More Computer Woes at FBI, New System Late Over Budget

ABC’s Jack Cloherty and Jason Ryan report:

You think you have computer problems? A new system being installed at the FBI is two years behind schedule, $100 million over budget, and still doesn’t have spell check.

The revelation is the latest fiasco in the FBI’s nearly decade-long effort to install a computer system that would help agents track cases and manage evidence. The Department of Justice Inspector General today released a report that found that after spending about $405 million of the $452 million budgeted for the “Sentinel” system, only about half the system is completed. That means that FBI agents, already busy trying to prevent domestic terror, will still have to take time to process 18 case-related forms by hand, print the forms to obtain approval signatures, and maintain hard copy files.
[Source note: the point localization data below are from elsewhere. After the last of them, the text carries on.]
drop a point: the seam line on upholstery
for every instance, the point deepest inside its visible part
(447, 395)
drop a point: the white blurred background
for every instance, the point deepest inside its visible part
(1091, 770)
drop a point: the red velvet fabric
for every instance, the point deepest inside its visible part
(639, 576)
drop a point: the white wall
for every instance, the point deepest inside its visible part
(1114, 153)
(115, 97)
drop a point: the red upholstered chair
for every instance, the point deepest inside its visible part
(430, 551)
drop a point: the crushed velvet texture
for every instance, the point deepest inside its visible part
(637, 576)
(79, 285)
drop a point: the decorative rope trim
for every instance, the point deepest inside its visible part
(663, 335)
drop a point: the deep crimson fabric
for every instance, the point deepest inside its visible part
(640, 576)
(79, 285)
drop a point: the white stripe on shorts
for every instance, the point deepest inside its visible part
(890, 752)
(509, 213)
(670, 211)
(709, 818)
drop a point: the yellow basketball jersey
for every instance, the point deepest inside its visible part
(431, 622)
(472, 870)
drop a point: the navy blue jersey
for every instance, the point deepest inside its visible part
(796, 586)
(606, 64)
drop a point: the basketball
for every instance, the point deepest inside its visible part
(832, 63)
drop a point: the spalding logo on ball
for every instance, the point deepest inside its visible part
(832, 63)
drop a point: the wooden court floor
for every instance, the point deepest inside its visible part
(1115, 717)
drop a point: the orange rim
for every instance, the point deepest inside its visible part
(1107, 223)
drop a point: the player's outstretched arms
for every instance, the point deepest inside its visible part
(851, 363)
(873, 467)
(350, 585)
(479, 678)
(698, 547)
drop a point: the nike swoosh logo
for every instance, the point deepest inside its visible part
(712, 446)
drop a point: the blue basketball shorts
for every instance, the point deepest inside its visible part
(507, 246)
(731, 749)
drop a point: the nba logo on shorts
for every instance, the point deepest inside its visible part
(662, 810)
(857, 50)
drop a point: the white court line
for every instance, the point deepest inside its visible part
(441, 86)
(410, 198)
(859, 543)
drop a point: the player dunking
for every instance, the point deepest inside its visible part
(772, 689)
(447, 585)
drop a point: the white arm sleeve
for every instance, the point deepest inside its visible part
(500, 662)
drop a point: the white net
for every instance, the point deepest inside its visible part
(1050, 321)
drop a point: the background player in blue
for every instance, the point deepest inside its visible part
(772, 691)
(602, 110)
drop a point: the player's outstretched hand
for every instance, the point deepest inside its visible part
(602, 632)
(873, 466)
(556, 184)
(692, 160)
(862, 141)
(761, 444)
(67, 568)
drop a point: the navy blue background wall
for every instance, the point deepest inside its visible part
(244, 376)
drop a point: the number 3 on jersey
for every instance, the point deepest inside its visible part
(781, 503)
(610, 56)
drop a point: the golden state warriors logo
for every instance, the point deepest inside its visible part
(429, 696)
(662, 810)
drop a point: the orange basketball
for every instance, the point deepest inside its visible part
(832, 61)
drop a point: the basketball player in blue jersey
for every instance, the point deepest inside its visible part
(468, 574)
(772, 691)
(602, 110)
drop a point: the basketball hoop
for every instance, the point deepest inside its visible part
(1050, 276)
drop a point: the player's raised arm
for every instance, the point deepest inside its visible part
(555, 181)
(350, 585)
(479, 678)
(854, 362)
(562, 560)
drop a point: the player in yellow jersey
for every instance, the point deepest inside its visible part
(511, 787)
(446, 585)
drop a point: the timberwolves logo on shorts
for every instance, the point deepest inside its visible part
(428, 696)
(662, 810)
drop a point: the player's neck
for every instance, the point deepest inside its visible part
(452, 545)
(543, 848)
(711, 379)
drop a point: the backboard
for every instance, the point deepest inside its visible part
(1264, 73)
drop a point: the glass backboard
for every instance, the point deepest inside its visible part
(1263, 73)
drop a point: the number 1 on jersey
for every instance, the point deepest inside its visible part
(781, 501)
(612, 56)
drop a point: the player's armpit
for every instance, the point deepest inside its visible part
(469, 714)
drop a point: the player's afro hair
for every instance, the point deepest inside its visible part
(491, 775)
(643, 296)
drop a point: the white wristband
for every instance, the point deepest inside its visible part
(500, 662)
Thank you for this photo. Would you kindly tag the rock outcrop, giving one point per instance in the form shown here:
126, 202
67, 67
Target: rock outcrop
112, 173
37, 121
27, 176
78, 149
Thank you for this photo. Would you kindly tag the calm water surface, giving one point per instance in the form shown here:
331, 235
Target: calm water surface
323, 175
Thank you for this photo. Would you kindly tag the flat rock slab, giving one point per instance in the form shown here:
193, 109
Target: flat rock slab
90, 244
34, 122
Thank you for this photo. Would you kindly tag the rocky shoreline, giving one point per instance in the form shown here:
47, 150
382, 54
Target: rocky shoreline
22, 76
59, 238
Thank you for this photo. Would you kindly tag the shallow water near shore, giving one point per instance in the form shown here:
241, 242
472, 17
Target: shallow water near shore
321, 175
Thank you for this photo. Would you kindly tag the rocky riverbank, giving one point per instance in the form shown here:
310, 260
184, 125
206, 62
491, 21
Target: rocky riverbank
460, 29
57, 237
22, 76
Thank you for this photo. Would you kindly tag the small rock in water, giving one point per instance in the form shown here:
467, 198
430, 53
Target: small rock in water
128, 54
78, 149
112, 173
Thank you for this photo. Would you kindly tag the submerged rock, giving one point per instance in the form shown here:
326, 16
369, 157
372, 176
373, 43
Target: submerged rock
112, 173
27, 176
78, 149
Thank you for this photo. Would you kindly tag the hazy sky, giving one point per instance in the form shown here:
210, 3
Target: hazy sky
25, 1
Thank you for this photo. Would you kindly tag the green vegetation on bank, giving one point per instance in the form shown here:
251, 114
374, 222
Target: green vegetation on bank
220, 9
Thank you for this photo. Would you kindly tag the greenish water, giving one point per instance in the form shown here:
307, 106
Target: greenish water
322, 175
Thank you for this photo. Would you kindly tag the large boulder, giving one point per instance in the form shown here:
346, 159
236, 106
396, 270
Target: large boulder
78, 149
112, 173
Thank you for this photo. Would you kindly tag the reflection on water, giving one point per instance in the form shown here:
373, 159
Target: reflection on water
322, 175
The Sentinel project follows a bungled, three- year, $170 million effort to develop an electronic case management system called the Virtual Case File. The FBI pulled the plug on that effort in 2005, and instead moved ahead with the Sentinel project. But things have been going so badly with Sentinel that last month the FBI decided to take over the project itself, limit the contractor’s role in the system, and finish the project itself in one year.

But the Inspector General is not so sure that’s the answer, either. The IG report points out that the FBI plan is “still evolving, not officially approved, and is undocumented.” And in a master stroke of understatement, the report says, “the undocumented 1-year estimate for system completion appears optimistic based on the FBI’s past history with information technology projects.”

It looks like FBI agents could be filing those paper case reports by hand for quite some time.